Not quite with Chi-Raq. Although the film is well-researched and does address a host of sociopolitical issues (gun control, institutional racism, capitalism, misogyny, women’s sexuality, respectability politics, fetishization, you name it), opportunities to inspire thoughtful conversation take a backseat to the film’s distracting flaws. While an element of Lee’s directorial signature is that he does a lot in his films (e.g., School Daze’s Jane, who licks her lover’s scalp in a sex scene as a symbol of her infatuation with “good” hair), in Chi-Raq, he does too much. Case in point: The Lysistrata inspiration is laid on thick. Real thick. So thick that, not only do the gangs and some of the characters have the exact same names as their ancient Greek counterparts, but the dialogue breaks into rhymed verse that only works well a select number of times. (There’s also an uncomfortably long scene in which an elderly war general is wearing nothing but shoes and Confederate flag undies as he gyrates on a cannon and professes his fetishized interest in Lysistrata—a textbook case of Lee’s tendency toward “the most.”)
There’s a far greater issue that underlies the film, however, which is that Lee simultaneously satirizes and supports problematic stereotypes. He pokes fun at the Great White Savior™—John Cusack’s Father Corridan—by having him lead an entirely black congregation with generous use of “we” and “us,” but it is Corridan who is the most knowledgeable about institutionalized prejudices and experiences that don’t affect him firsthand. Lee also hypersexualizes the black women in the film as a jab at a society that does the same, but once the sex strike gains momentum, the idea that these women have the “power of the pussy” implies that their only power is in their pussy. That they, at their most strong and competent, merely amount to a part of their anatomy. And while the petty rivalry between the Spartans and Trojans is humorous, the depiction of lazy, good-for-nothing black men hits way too close to real-life stereotypes in the media, and undermines the mental and physical destruction of gang violence. Lee does offer answers to these problems (like with Angela Basset’s well-read character, and a wheelchair-bound, depressed former gangbanger), but they’re haphazard and shallow. There’s a thin line between satire and mockery, and his dance between the two throughout the film creates a messy situation.

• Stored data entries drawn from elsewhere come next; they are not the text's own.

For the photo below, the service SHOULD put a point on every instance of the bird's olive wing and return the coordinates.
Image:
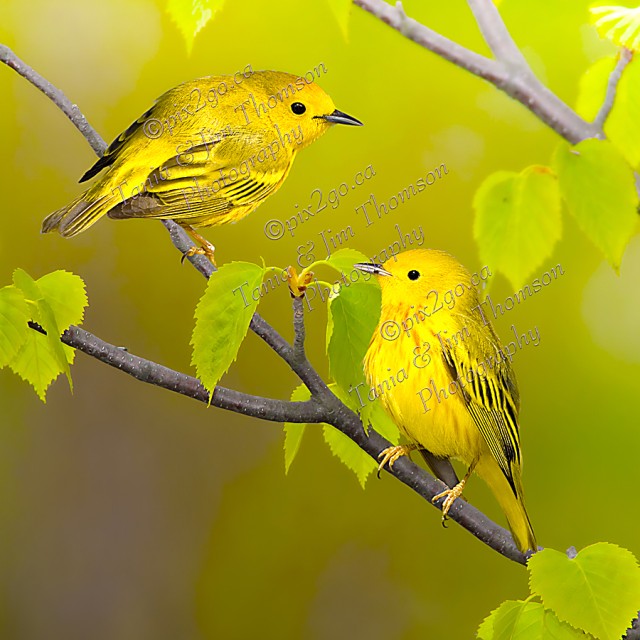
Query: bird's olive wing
(492, 402)
(115, 148)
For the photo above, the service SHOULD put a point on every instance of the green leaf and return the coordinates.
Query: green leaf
(191, 16)
(525, 620)
(622, 126)
(341, 9)
(222, 317)
(14, 316)
(621, 25)
(42, 313)
(36, 363)
(349, 453)
(517, 220)
(344, 259)
(599, 189)
(354, 312)
(597, 591)
(293, 431)
(55, 301)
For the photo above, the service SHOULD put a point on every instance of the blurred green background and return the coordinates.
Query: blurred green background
(127, 512)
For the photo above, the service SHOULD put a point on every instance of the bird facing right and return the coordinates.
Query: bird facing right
(458, 396)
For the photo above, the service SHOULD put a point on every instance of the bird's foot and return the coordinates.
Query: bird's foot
(389, 455)
(450, 496)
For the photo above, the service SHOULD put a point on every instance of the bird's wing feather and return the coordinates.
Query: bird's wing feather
(115, 148)
(492, 402)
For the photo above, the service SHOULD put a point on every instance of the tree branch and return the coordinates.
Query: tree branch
(496, 34)
(612, 86)
(161, 376)
(298, 328)
(59, 99)
(396, 18)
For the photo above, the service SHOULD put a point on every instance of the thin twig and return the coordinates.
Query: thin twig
(521, 85)
(328, 408)
(161, 376)
(396, 18)
(612, 87)
(497, 36)
(298, 328)
(70, 110)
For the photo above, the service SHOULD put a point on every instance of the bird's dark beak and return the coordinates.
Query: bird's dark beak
(337, 117)
(371, 267)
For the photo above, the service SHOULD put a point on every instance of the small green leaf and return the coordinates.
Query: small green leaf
(49, 324)
(622, 126)
(525, 620)
(65, 293)
(191, 16)
(43, 314)
(222, 317)
(14, 316)
(293, 431)
(349, 453)
(355, 312)
(597, 591)
(599, 189)
(621, 25)
(36, 363)
(344, 259)
(517, 220)
(27, 285)
(341, 9)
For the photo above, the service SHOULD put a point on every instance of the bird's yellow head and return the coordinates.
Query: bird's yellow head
(412, 275)
(294, 103)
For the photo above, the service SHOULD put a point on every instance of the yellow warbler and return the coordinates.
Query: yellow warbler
(458, 396)
(207, 152)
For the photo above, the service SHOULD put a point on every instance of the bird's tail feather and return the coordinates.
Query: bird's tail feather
(78, 215)
(512, 506)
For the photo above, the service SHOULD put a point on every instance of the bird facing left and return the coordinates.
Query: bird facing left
(202, 158)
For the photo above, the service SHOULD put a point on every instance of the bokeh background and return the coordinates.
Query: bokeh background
(127, 512)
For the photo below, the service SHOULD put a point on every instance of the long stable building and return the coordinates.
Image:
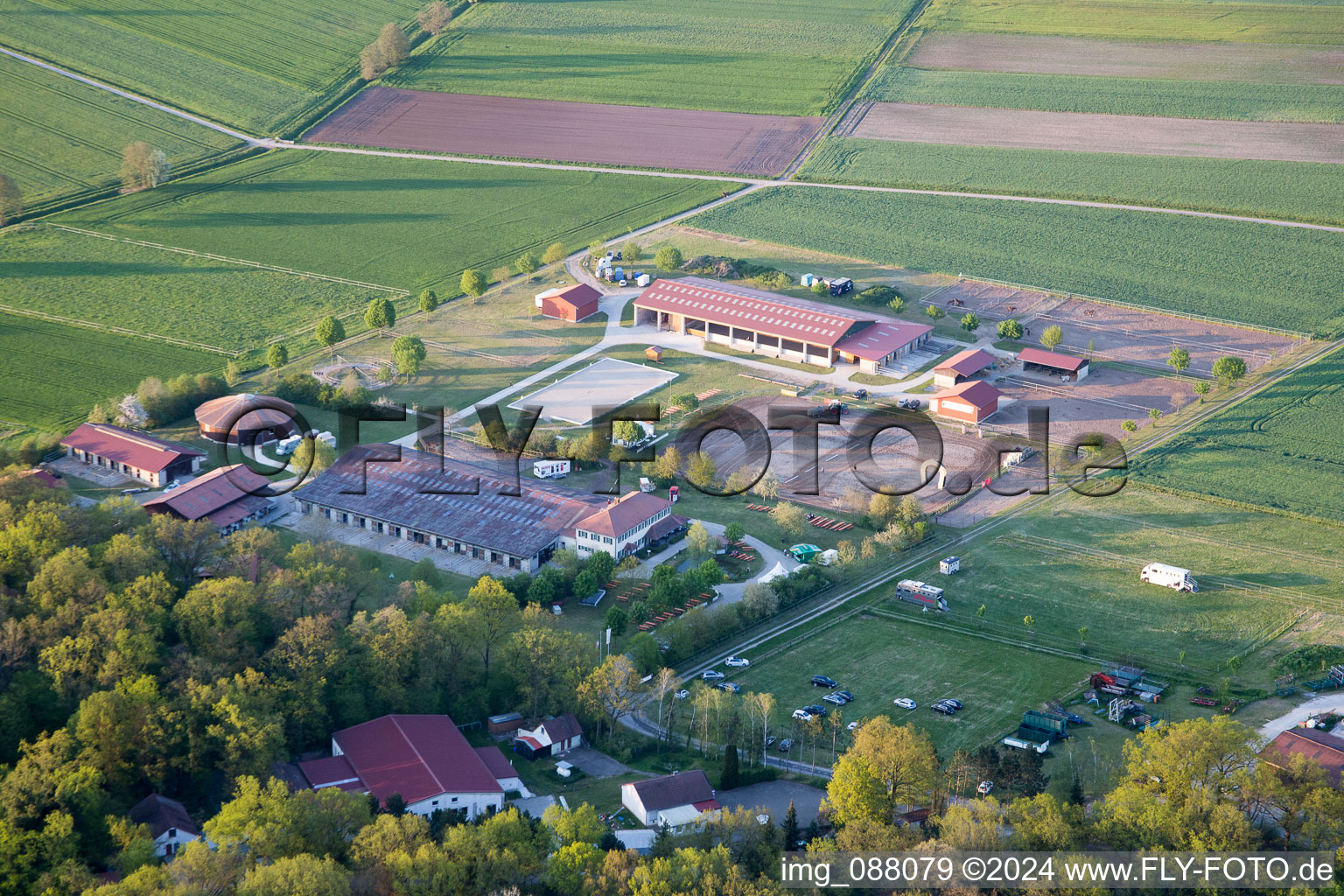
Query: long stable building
(762, 323)
(458, 506)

But therein lies the reason that Chi-Raq is worthy of being watched: The situation that the film depicts is messy. Chicago’s gun violence is both a cause and effect of a conglomeration of poverty, gentrification, internalized inferiority, institutionalized racism, and a disregard for the lower class, which can’t be amended easily. Lee doesn’t actually believe that a sex strike is the answer, but he gets us talking about why existing solutions—or, rather, the lack thereof—are failing, even if these conversations are initiated by critiques of his own movie. This is no historical drama that allows room for viewers to say that we’re in a post-[insert civil rights issue here] world; Chi-Raq depicts a current issue being faced by low-income minorities that is in desperate need of fixing. So, yes, you may question, cringe, and shake your head while watching Chi-Raq, but you’ll also laugh, cry, and—Lee’s signature phrase—wake up.